Every little bit helps starts Monday across television, social media, billboards, and posters.
Excuse me, do we not already pay a billion dollars every year for the ABC?
Do MPs and Senators working in government have access to social media?
Can they hold press conferences where the media rock up and voluntarily report the requests of government?
I don’t mean to sound outraged and petulant, but can Albanese explain it to me, like I’m five, why we need to blow $20 million of hard-earned money on ads telling people what they already know?
I challenge the Labor government to find anyone in possession of a vehicle that doesn’t know about the fuel crisis.
Telling people to use public transport, walk, or ride a bike is utterly privileged horsesh-t from a political class that hops to-and-from Canberra in Commonwealth cars and on freebie flights. Did the Prime Minister swim to Singapore?
It has been reported that the Minister for Infrastructure signed off on the marketing campaign. Well, shame on them. Pay for it out of the coffers of ministerial wages. After all, we are only in this mess because generations of politicians ignored repeated warnings and overwhelming public demand to keep domestic refineries and expand our oil drilling.
Australians have had enough of this cycle where politicians create a crisis, spend money talking about the crisis, spend money advertising that we’re in a crisis, spend money micromanaging Australians, and then use money to buy their way out of the crisis.
The Opposition wants a website instead, apparently, that provides little dashboards to allow people to track fuel supplies, shipments, and distribution. How much will that cost us? If the BOM refurbishment approached $100 million, who knows! But it would be too much, that’s how much.

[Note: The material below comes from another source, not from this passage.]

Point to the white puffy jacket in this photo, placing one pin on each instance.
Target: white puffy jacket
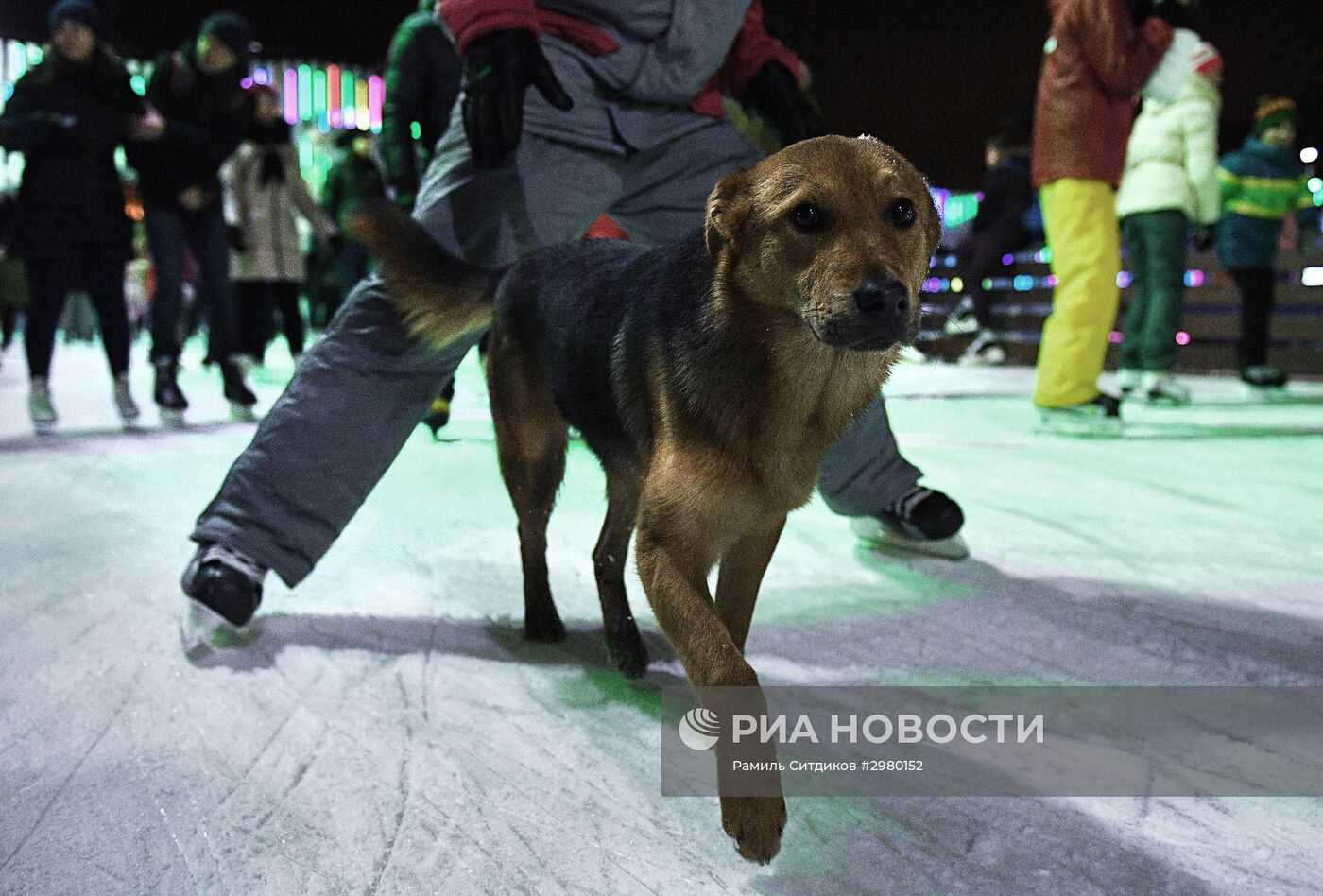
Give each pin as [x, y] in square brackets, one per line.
[1171, 161]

Neither an ad campaign nor a website makes the slightest bit of difference to fuel security or fuel prices.
Australians don’t want to track the nation’s crisis, or to be told in the most nannying way possible that ‘every little bit helps, from running errands in fewer trips to only filling up with the fuel you need’ they want politicians to fix their mess with the enormous amount of money they are already paid.
And if you think I sound annoyed, I wouldn’t dare publish the comments being put up on social media by real Australians who have had enough.
$20 million cannot be allowed to walk out the door. It’s a disgraceful waste of cash this country doesn’t have.
Next thing you know, the Treasurer will be hiking up taxes because of inflation rising out of nowhere. That’ll be your fault too.